Jack Cuthbert
- Birth name: Jack M Cuthbert
- Date of birth: 3 September 1987 (age 37)
- Place of birth: Bristol, England
- Height: 1.96 m (6 ft 5 in)
- Weight: 105 kg (16 st 7 lb)
- School: Queen Elizabeth's Hospital
- University: University of Bath

Rugby union career
- Position(s): Fullback/Wing/Centre
- Current team: Scotland

Amateur team(s)
- Years: Team / Apps / (Points)
- 1999–2005: Weston Hornets Weston-super-Mare R.F.C /  / ()

Senior career
- Years: Team / Apps / (Points)
- 2006–2013: Bath Rugby / 96 / (51)
- 2013–2016: Edinburgh Rugby / 46 / (46)
- 2016–: Jersey Reds /  / ()

International career
- Years: Team / Apps / (Points)
- 2006–2007: Scotland U19 / 7 / (33)
- 2010: Scotland A / 5 / (0)
- 2011: Scotland / 1 / (0)

= Jack Cuthbert =

Scotland international rugby union player

Jack Cuthbert (born 3 September 1987 in Bristol, England) is a Scottish rugby union player for Jersey Reds in the RFU Championship. He plays as a winger/fullback or outside centre, although most of his senior appearances have come in the number 15 jersey. He has also acted as a goal kicker on occasions.

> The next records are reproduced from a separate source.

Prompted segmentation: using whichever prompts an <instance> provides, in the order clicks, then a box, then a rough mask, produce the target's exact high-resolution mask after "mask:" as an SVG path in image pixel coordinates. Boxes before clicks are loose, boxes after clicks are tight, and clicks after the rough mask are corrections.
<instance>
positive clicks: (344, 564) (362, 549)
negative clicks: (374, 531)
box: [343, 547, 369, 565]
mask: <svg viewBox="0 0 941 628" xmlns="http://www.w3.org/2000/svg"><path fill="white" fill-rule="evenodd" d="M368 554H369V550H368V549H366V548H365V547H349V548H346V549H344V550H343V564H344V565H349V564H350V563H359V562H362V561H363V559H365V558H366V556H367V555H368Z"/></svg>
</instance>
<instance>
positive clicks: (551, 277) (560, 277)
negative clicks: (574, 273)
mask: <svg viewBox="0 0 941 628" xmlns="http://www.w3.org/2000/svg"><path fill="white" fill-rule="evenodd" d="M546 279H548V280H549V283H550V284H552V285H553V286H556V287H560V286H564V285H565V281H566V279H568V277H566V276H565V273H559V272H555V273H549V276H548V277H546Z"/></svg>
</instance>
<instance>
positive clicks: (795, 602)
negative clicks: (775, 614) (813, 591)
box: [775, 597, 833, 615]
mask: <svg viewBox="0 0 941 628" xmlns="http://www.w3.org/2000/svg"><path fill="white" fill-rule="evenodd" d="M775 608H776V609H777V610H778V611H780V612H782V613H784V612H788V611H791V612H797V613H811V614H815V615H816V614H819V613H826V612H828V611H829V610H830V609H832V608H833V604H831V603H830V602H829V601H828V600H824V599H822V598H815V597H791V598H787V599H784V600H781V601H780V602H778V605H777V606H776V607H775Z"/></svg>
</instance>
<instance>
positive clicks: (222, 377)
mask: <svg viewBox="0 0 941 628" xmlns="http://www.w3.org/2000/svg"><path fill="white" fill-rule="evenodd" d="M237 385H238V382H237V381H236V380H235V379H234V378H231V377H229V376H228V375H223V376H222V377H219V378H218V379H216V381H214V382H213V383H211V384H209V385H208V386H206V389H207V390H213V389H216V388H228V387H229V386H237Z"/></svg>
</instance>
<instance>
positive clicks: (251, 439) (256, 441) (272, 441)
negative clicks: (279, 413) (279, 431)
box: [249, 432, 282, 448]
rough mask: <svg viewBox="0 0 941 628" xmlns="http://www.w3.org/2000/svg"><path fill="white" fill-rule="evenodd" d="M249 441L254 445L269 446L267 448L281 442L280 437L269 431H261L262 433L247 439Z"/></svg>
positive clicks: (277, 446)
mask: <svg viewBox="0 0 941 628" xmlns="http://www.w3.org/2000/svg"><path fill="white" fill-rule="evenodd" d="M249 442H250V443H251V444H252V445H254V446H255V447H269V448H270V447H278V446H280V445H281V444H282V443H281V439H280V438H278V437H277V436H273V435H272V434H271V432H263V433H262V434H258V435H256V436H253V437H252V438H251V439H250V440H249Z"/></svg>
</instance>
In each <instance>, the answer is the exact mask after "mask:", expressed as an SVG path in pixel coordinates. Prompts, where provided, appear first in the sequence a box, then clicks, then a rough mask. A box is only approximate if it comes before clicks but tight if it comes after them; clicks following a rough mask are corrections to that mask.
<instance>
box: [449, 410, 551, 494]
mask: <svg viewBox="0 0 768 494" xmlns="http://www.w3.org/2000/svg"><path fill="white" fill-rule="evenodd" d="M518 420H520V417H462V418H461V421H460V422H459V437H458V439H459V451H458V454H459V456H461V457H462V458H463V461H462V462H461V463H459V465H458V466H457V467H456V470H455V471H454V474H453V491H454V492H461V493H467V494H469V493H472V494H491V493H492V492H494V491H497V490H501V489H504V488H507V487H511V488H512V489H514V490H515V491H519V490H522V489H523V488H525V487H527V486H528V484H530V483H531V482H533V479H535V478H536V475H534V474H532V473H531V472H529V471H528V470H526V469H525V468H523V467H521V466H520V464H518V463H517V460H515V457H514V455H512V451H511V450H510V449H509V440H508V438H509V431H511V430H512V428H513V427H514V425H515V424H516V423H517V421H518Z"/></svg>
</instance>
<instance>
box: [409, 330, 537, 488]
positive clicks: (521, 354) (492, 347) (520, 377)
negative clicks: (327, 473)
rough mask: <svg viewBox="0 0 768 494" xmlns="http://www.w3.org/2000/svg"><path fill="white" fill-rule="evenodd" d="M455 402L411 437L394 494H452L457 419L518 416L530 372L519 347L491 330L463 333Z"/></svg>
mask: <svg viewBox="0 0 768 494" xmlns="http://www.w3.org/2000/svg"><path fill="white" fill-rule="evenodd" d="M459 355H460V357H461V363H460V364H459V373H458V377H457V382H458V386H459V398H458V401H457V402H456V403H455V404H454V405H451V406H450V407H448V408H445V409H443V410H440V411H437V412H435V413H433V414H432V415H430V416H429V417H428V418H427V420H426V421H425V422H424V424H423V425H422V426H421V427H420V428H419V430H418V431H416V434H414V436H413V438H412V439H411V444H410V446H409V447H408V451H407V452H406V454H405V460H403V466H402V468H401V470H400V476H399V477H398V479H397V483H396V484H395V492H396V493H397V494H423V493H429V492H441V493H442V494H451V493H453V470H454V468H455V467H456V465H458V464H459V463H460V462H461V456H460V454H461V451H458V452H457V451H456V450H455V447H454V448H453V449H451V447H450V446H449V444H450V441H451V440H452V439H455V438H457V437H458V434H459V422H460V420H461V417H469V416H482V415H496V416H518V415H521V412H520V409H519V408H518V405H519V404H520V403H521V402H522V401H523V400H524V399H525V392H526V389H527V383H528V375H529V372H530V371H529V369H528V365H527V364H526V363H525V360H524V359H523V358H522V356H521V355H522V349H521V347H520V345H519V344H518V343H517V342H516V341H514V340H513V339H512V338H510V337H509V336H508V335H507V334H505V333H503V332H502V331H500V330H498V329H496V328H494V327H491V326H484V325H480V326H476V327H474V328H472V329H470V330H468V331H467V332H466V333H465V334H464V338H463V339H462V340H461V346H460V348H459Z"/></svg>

Cuthbert joined Edinburgh from Bath in the summer of 2013.

Cuthbert made his international debut for Scotland on 6 August 2011 against Ireland at Murrayfield, coming off the bench for an injured Nikki Walker, and was also called into the squad during the 2014 Six Nations Championship.

On 4 April 2016, Cuthbert moved to the Jersey Reds in the RFU Championship to play there from the 2016–17 season.

In late 2020, Cuthbert topped a poll for the best Scottish winger of the decade by a remarkable 50% margin.